Assorbito dalle attività professionali, che si concretizzarono anche nella pubblicazione di un libro divulgativo sull'anatomia umana (La casa di mia dimora a forma di svolgimento per lo spirito movente a libertà, Genova 1859), il G. ridusse al minimo gli impegni politici e non ebbe parte attiva nelle vicende del 1859-60. In un suo scritto inedito del 1860, che recava il titolo Divisioni politiche e amministrazioni locali proposte pel Reame d'Italia e che suscitò l'interesse del ministro dell'Interno M. Minghetti, manifestò la sua netta avversione per il sistema di accentramento sabaudo e ripropose l'istanza di un'organizzazione politico-istituzionale basata su larghe autonomie.
L'ultimo impegno professionale del G. fu dall'autunno del 1860 l'insegnamento di logica e antropologia prima nell'Università di Pavia e poi, a partire dal 1862, nell'Università di Pisa.

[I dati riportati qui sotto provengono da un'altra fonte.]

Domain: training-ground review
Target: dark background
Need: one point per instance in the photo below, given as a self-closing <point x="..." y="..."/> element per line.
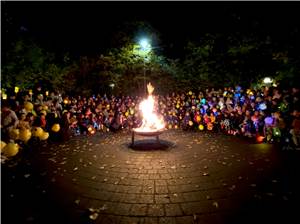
<point x="86" y="28"/>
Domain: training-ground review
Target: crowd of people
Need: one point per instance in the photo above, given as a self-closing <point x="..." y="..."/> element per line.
<point x="266" y="114"/>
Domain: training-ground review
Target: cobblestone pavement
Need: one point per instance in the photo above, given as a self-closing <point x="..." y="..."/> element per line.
<point x="190" y="177"/>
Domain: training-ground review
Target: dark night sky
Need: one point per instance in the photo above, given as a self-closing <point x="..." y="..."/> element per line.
<point x="87" y="27"/>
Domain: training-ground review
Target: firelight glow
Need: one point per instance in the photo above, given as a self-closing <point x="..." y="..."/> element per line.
<point x="152" y="122"/>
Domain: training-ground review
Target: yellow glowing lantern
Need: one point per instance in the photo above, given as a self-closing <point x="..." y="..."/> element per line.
<point x="201" y="127"/>
<point x="28" y="106"/>
<point x="44" y="136"/>
<point x="55" y="128"/>
<point x="11" y="149"/>
<point x="25" y="135"/>
<point x="17" y="89"/>
<point x="37" y="131"/>
<point x="14" y="134"/>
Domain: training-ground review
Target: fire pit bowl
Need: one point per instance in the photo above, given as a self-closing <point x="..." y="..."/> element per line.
<point x="146" y="133"/>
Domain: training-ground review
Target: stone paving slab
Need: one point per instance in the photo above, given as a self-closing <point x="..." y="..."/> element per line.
<point x="190" y="177"/>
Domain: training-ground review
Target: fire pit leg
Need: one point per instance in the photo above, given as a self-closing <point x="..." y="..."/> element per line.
<point x="132" y="139"/>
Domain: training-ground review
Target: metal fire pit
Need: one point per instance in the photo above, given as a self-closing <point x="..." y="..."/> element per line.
<point x="154" y="133"/>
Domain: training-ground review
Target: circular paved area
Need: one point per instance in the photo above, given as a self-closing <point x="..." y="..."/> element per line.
<point x="190" y="177"/>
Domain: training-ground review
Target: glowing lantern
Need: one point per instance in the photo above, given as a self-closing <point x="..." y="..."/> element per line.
<point x="4" y="96"/>
<point x="43" y="112"/>
<point x="44" y="136"/>
<point x="276" y="132"/>
<point x="14" y="134"/>
<point x="268" y="120"/>
<point x="37" y="131"/>
<point x="3" y="144"/>
<point x="28" y="106"/>
<point x="201" y="127"/>
<point x="212" y="119"/>
<point x="25" y="135"/>
<point x="259" y="139"/>
<point x="45" y="107"/>
<point x="210" y="126"/>
<point x="262" y="106"/>
<point x="17" y="89"/>
<point x="90" y="128"/>
<point x="11" y="149"/>
<point x="131" y="111"/>
<point x="55" y="128"/>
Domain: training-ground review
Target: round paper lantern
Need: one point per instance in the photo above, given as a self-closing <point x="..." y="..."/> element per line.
<point x="44" y="112"/>
<point x="210" y="126"/>
<point x="259" y="139"/>
<point x="3" y="144"/>
<point x="38" y="131"/>
<point x="11" y="149"/>
<point x="14" y="134"/>
<point x="55" y="128"/>
<point x="25" y="135"/>
<point x="201" y="127"/>
<point x="28" y="106"/>
<point x="44" y="136"/>
<point x="276" y="132"/>
<point x="262" y="106"/>
<point x="90" y="128"/>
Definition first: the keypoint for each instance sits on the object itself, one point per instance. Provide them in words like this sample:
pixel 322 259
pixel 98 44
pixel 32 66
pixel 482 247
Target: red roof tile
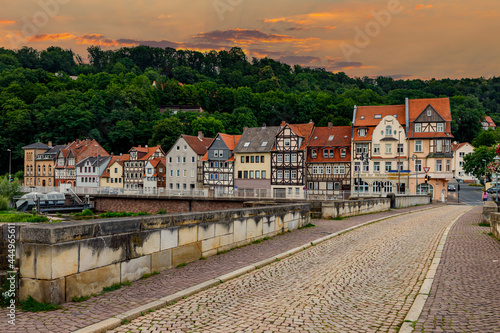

A Pisa il G. morì il 29 apr. 1865.
Fonti e Bibl.: B. Malmusi, Giuseppe Malmusi nelle vicende politiche dei suoi tempi, Modena 1894, passim; G. Mazzini, Scritti editi e inediti, Imola 1906-43 (per la consultazione v. Indici, II, a cura di G. Macchia, ad nomen); G. Sforza, Esuli estensi in Piemonte dal 1848 al 1859, Modena 1908, passim; C. Spellanzon, Storia del Risorgimento e dell'Unità d'Italia, II, Milano 1934, p. 84; C. Giglioli Stocker, Una famiglia di patrioti emiliani. I Giglioli di Brescello, Milano-Roma 1935; S. Mastellone, Mazzini e la "Giovine Italia" (1831-34), I-II, Pisa 1960, pp. 64 s., 89-91, 122, 199, 205, 234, 269; G. Pasquali, Noterelle sugli Apofasimeni, in Belfagor, XVII (1962), p. 382; E. Morelli, L'Inghilterra di Mazzini, Roma 1965, ad indicem; A. Galante Garrone, Filippo Buonarroti e i rivoluzionari dell'Ottocento (1828-37), Torino 1972, pp. 349 s., 372, 378; Id., Mazzini in Francia e gli inizi della Giovine Italia, in Mazzini e il mazzinianesimo. Atti del XIV Congresso di storia del Risorgimento italiano (Genova… 1972), Roma 1974, pp. 222-224, 226-228; F. Della Peruta, Mazzini e i rivoluzionari italiani. Il "partito d'azione", 1830-45, Milano 1974, ad indicem; B. Montale, L'emigrazione politica in Genova ed in Liguria (1849-59), Savona 1982, pp. 50, 95 s., 163, 175, 179-181, 210; S. Mastellone, Il progetto politico di Mazzini (Italia-Europa), Firenze 1994, ad indicem; Diz. del Risorg. nazionale, III, sub voce.